Only Jesus offers true freedom in Burma
A woman who grew up fleeing Burma Army soldiers teaches her children how to love the only God who can save them
WORLD’s current issue includes Sophia Lee’s cover story about the two weeks she spent with the Free Burma Rangers (FBR), a Christian-led humanitarian aid group that works in dense Burmese jungles. Here’s a story of what she learned one Saturday morning.
Free Burma Rangers (FBR) founder David Eubank, coordinator/chaplain Doh Say, and I hiked for 90 minutes one Saturday morning to a village high school. As we drew close, we crossed a rambunctious soccer match. Wiry boys trampled across a sheared field, their lean, copper-skinned legs kicking up a dust storm, while girls wearing colorful pants squatted nearby cheering, their round cheeks smeared with thanaka, a traditional buttercup-colored cosmetic paste. We said “Gwa-lah-gay!” or “Good morning!” in Karen. The girls giggled and waved back.
At the school, I met Paw Toe Ki: schoolteacher, wife of headmaster, mother of five. At 44, her broad-cheeked face remains smooth. She wore her thick, jet-black hair twisted in a matronly bun under a giant hair clip. All the injustice she’s endured taught her to be a steely woman of placid expressions—never smiling too wide, frowning too deep, or speaking too loud. In 2005, she and her husband established the school to raise future medics, soldiers, or educators who serve their oppressed peoples.
We sat in the cool shadows underneath her hut, which like most traditional houses stood several feet above ground on wooden posts. There, Paw Toe Ki quietly told her story: Soon after she was born, Burmese soldiers tortured her father, a village headsman, for feeding Karen rebels. He escaped. The army then arrested her mother, throwing both mother and baby into a dark pit, where Paw Toe Ki spent her first birthday. After the Burma Army released them a year later, the whole family joined Paw Toe Ki’s father in the jungle.

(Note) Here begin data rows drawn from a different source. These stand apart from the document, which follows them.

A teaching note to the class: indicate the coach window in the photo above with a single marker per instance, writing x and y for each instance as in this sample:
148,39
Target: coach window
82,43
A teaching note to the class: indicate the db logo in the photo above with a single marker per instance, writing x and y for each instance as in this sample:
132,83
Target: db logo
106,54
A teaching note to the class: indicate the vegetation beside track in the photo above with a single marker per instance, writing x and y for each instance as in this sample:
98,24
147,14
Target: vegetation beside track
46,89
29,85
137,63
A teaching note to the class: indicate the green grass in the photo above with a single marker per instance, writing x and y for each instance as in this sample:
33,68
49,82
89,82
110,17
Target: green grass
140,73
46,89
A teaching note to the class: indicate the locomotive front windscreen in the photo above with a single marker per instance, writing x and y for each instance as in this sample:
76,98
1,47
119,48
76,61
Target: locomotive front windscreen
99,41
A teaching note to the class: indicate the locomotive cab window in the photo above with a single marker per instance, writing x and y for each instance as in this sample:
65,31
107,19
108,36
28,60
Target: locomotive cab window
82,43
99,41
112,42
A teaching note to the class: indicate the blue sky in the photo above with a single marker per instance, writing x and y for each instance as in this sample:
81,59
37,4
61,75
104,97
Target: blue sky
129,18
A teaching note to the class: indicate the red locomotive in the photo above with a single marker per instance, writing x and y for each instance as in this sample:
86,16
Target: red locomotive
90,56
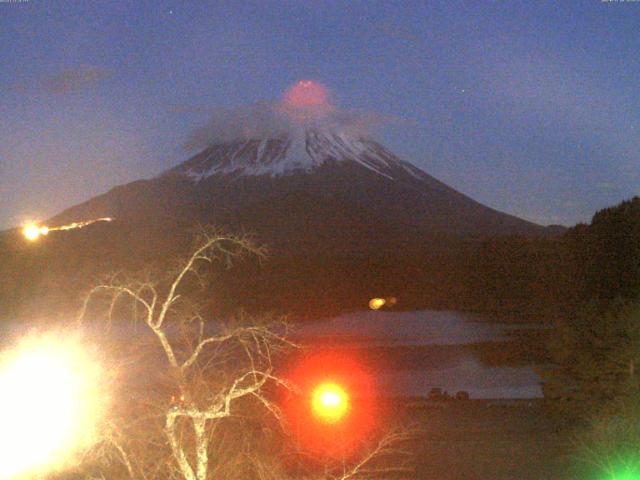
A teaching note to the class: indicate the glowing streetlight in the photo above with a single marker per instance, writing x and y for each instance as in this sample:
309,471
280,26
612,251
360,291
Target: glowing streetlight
330,402
377,303
50,403
32,231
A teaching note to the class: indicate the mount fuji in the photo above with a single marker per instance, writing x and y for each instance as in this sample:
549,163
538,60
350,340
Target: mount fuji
344,219
306,190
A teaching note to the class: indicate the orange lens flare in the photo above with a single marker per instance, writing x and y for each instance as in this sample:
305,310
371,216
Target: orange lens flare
330,402
307,93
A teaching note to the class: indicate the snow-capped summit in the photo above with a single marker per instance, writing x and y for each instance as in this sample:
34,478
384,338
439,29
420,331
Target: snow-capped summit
299,150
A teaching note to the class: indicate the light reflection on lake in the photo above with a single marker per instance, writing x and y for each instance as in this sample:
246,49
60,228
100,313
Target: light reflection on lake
430,346
442,362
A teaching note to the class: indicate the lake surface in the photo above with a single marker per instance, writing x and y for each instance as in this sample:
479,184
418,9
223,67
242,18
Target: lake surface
431,345
413,351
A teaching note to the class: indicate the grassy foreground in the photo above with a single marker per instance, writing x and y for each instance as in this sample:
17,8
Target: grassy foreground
481,440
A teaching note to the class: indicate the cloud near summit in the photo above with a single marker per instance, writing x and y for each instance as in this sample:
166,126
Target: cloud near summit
268,119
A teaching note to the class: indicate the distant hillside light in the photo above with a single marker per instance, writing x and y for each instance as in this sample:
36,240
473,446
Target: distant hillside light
330,403
32,231
377,303
50,402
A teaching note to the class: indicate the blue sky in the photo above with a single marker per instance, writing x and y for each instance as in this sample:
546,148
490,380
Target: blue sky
530,107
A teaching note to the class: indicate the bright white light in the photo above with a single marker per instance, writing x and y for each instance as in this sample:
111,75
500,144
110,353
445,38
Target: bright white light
50,403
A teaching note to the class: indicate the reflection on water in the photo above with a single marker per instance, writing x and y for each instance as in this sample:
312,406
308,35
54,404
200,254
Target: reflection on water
412,351
431,344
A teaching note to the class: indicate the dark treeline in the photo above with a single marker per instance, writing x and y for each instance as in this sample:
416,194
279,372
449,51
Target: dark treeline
519,278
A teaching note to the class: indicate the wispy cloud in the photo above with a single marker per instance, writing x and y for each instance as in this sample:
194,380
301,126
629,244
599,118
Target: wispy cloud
268,119
74,78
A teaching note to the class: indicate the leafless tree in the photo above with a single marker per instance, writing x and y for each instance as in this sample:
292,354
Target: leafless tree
210,368
208,383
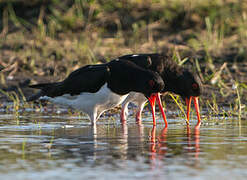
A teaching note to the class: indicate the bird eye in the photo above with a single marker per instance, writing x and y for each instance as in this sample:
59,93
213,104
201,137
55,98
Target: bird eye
194,86
151,83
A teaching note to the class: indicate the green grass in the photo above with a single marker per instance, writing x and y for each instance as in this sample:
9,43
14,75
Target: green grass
53,38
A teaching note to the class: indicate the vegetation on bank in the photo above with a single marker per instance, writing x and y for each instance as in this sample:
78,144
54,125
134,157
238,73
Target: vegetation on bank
50,38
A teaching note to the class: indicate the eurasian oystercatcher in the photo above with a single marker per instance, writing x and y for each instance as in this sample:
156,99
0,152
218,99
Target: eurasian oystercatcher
177,79
94,89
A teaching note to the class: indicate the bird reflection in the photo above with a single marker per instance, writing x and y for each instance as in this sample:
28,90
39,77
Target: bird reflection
159,143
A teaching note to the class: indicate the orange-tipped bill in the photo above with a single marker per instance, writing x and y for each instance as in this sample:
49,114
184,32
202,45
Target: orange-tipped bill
196,103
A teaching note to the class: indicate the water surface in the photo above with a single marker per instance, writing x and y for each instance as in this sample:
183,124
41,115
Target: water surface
68,147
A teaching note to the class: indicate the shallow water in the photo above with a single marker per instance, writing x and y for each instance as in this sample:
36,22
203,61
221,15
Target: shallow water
48,147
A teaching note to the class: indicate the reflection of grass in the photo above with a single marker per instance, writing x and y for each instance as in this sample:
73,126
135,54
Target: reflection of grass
56,37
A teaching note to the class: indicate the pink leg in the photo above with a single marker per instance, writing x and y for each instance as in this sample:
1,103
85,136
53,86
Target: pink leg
161,109
124,113
152,103
139,112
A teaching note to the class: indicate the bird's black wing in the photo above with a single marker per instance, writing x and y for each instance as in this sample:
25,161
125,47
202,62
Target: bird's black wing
142,60
89,78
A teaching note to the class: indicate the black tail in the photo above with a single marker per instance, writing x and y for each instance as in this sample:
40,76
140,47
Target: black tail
43,86
35,96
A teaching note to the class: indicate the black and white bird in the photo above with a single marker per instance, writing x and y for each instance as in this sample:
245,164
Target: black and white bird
177,80
94,89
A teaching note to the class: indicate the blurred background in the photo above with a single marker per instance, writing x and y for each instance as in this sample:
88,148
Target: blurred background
47,39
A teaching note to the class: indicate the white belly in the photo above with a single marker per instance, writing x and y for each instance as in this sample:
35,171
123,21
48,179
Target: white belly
91,103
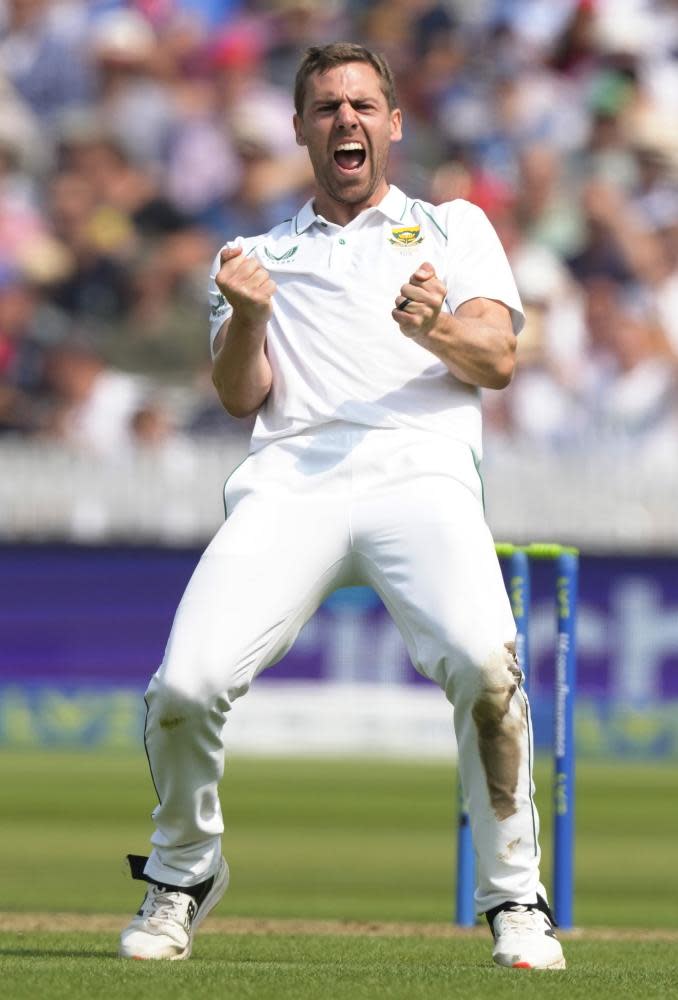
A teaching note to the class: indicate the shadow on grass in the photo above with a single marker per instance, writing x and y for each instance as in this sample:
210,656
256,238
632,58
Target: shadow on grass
54,953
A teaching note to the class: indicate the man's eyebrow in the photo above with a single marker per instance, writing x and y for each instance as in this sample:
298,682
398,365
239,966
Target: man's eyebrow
335,99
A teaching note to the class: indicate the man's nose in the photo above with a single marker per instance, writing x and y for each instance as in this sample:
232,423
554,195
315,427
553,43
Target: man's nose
346,116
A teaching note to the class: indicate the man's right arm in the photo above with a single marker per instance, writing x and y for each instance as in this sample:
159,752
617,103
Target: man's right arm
241,371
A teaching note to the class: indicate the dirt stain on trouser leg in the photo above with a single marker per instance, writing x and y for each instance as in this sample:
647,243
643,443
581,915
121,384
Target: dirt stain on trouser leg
501,723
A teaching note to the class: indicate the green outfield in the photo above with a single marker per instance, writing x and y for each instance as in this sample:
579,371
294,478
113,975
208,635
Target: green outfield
312,842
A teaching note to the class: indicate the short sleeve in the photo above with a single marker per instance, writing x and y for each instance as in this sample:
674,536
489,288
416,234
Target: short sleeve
479,266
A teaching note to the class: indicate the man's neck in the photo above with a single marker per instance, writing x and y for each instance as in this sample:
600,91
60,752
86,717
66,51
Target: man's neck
341,213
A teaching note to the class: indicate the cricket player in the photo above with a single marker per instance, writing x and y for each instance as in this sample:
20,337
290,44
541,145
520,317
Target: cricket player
359,332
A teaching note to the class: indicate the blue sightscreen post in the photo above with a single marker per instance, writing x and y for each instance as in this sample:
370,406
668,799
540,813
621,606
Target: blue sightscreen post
466,866
567,573
520,596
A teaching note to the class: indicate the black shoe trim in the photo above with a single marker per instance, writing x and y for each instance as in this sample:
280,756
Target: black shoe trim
137,863
540,905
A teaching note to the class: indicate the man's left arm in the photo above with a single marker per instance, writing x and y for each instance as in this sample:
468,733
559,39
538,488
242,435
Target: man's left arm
477,343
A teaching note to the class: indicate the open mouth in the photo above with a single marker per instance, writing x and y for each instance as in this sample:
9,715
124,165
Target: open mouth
350,156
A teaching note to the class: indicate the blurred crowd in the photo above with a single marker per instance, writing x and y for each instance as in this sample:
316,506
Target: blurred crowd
136,138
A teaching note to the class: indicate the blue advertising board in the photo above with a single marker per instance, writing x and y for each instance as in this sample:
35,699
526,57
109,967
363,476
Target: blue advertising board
83,628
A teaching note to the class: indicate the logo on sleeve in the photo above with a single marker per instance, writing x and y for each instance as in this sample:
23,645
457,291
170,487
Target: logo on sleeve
220,306
406,237
284,258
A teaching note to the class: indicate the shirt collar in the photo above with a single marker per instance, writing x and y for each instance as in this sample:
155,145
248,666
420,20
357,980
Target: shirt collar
393,205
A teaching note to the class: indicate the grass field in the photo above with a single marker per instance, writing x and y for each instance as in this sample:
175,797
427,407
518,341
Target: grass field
311,842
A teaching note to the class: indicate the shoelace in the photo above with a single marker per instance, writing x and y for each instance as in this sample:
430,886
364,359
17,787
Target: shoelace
521,920
161,905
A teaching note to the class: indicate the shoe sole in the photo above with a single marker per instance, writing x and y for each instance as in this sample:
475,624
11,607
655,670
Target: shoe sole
558,964
208,903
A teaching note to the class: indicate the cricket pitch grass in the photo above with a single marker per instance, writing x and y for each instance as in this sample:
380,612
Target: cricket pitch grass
342,884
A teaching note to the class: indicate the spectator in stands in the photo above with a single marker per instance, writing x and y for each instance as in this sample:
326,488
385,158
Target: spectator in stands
92,405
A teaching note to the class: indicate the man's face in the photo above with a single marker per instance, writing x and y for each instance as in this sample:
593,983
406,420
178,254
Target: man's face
348,130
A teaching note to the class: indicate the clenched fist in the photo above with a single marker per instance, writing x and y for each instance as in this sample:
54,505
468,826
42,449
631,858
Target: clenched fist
246,285
419,303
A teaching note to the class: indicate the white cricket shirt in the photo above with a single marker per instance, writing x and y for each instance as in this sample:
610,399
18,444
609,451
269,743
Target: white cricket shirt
335,352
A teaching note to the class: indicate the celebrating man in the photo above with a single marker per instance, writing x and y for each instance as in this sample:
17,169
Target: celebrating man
359,332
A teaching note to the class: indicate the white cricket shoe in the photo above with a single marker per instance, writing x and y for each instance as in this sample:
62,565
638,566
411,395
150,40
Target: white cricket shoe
524,937
169,916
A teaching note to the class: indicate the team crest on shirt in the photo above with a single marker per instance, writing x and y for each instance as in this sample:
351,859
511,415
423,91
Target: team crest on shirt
284,258
406,238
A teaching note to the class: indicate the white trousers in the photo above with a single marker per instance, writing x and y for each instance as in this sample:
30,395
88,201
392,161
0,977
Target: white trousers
402,512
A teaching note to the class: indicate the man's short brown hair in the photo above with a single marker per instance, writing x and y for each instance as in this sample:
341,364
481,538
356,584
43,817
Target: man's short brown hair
320,58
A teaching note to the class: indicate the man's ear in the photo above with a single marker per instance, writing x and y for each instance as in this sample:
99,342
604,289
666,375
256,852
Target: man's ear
299,130
396,125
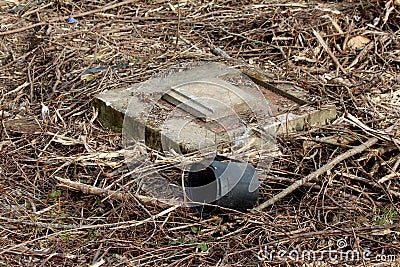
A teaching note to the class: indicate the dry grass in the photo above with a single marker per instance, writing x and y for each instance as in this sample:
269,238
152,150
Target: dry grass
46,60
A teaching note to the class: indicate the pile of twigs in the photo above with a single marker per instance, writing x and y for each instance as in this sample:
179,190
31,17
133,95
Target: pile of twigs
67,195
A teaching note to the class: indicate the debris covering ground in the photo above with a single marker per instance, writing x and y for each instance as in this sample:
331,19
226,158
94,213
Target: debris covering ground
55,56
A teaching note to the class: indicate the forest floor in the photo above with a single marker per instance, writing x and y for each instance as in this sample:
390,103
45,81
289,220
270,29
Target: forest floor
56,56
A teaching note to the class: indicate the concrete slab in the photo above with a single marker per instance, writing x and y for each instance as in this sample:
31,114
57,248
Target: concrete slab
210,105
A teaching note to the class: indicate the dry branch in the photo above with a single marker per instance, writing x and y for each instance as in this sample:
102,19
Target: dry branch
93,190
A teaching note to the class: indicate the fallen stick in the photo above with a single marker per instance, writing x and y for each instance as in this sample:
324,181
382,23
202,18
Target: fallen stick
63,18
358,149
93,190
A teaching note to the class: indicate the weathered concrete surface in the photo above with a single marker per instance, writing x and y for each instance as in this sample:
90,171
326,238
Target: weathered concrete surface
201,121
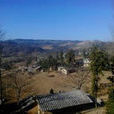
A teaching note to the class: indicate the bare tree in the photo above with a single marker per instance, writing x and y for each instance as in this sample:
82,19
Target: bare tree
19,83
1,50
80,77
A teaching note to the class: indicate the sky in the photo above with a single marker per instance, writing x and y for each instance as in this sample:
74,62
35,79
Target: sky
56,19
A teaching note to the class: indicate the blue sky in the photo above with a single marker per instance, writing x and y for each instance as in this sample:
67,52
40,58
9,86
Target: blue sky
56,19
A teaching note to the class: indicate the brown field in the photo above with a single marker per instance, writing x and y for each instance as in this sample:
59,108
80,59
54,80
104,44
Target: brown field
41,83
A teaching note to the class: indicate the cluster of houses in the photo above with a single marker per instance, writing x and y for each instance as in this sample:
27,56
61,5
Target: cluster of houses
79,63
62,69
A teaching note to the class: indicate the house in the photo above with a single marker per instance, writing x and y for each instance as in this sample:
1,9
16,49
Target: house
79,62
66,70
63,70
64,103
86,62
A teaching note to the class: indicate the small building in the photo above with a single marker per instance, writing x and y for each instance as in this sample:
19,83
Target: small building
64,103
66,70
86,62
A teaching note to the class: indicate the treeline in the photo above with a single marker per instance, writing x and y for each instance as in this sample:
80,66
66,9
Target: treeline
61,59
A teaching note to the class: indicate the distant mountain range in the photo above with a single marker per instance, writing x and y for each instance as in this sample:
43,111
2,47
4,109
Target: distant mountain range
28,46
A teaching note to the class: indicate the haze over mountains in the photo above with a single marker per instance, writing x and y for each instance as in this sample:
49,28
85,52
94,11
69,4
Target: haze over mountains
28,46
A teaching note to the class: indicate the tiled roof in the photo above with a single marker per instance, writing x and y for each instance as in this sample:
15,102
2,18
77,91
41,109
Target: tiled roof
62,100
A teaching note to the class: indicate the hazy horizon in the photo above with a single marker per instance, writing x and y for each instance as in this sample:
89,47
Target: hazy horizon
56,19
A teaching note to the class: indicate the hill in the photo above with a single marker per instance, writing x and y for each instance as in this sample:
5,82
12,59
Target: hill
28,46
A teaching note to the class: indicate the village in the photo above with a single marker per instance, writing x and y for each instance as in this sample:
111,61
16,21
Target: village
58,88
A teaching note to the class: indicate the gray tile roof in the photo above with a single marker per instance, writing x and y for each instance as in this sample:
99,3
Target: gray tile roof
62,100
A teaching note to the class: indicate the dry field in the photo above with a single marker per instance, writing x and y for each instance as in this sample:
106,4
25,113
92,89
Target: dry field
41,83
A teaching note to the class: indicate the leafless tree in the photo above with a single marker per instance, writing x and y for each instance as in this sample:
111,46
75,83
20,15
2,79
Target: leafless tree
18,83
1,50
80,77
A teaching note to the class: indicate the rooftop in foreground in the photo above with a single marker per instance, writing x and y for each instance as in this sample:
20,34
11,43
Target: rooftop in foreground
63,100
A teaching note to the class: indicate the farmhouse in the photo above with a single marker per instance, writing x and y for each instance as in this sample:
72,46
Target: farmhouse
66,70
86,62
64,103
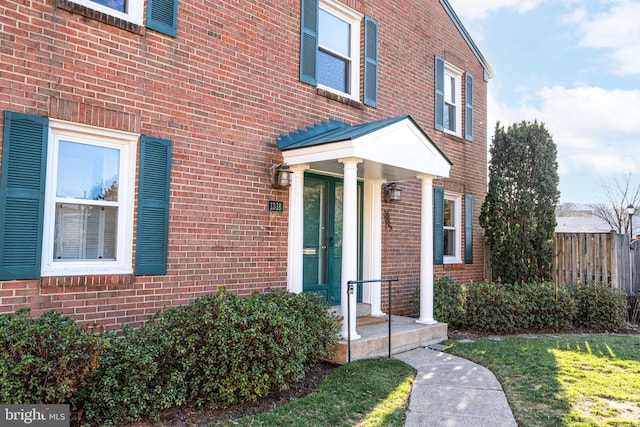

From then on, they played a ghoulish game of hide-and-seek with the military: Whenever the family heard the soldiers approaching, they hastily packed necessary belongings—rice, salt, blankets—and scrambled to another temporary shelter. Paw Toe Ki recalls her father telling his children, “We’ll eat only porridge from now on, because the people don’t have enough rice. We must be tough and strong for our people.”
The rare moments her father returned home from his pro-democracy duties, Paw Toe Ki and her siblings tiptoed about the stranger they called “father.” At night, the stoic man called his children onto his mat to sing for him. Today Paw Toe Ki sings the same songs to her children: “Come into my heart, Lord Jesus. Come in today, come in to stay, Lord Jesus.” As a little girl she believed every word. “Even now I believe,” she said, and teaches her children to “know God, love God, and be a good person.”
Doh Say, a full-time FBR leader since 2005, told me he’s witnessed many similar stories. He still remembers the hundreds of villagers fleeing Burmese invasions: the mother with two babies strapped to her chest and back, both hands gripping her other wailing children; the pregnant woman groaning in pain as her water broke; and snot-dripping children shoving knees into their shirts to keep warm in the winter night, too terrified to start a fire.
These people may never gain political freedom in their lifetime.
“I want to give you more than cash or rice or medicine,” Doh Say tells them. “All my life I wanted freedom, but I didn’t know what that is, and now I do. True freedom is Jesus. Nobody can take Jesus away from your heart. It’s not like the ceasefire, which can be broken.”